I had not been in love many times--my experience did not compare with Terry's. But such as I had was so different from this that I was perplexed, and full of mixed feelings: partly a growing sense of common ground between us, a pleasant rested calm feeling, which I had imagined could only be attained in one way; and partly a bewildered resentment because what I found was not what I had looked for.
It was their confounded psychology! Here they were with this profound highly developed system of education so bred into them that even if they were not teachers by profession they all had a general proficiency in it--it was second nature to them.
And no child, stormily demanding a cookie "between meals," was ever more subtly diverted into an interest in house-building than was I when I found an apparently imperative demand had disappeared without my noticing it.

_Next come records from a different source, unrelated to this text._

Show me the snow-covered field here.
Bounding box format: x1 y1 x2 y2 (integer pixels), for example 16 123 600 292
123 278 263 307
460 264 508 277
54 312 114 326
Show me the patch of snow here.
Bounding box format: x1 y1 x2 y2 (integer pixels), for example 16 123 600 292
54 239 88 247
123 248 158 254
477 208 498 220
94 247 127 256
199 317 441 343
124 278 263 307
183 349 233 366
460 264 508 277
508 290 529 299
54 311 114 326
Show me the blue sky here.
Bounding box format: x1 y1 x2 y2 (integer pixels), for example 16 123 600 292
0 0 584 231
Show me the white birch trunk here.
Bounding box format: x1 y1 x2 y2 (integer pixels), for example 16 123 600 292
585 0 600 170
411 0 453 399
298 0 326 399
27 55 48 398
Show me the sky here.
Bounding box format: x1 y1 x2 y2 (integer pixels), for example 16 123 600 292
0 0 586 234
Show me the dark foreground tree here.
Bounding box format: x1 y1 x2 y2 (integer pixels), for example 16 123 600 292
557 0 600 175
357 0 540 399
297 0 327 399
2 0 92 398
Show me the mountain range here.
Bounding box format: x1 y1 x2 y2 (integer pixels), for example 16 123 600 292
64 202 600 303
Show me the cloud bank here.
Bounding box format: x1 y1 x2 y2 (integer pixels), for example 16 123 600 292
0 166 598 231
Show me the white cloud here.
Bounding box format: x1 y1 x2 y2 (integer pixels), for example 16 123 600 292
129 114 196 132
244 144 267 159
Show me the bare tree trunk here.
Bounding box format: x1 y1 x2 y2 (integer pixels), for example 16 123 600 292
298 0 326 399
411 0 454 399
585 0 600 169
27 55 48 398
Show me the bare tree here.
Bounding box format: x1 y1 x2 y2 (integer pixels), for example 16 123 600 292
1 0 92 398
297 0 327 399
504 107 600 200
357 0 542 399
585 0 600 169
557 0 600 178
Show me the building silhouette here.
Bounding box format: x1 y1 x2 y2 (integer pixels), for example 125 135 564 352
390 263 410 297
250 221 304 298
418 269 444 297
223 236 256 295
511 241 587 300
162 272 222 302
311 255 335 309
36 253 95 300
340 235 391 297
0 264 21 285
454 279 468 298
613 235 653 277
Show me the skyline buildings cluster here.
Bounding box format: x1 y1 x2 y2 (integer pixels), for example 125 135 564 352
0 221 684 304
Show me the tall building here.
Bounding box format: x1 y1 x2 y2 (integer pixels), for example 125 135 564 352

And all the time those tender mother eyes, those keen scientific eyes, noting every condition and circumstance, and learning how to "take time by the forelock" and avoid discussion before occasion arose.
I was amazed at the results. I found that much, very much, of what I had honestly supposed to be a physiological necessity was a psychological necessity--or so believed. I found, after my ideas of what was essential had changed, that my feelings changed also. And more than all, I found this--a factor of enormous weight--these women were not provocative. That made an immense difference.
The thing that Terry had so complained of when we first came--that they weren't "feminine," they lacked "charm," now became a great comfort. Their vigorous beauty was an aesthetic pleasure, not an irritant. Their dress and ornaments had not a touch of the "come-and-find-me" element.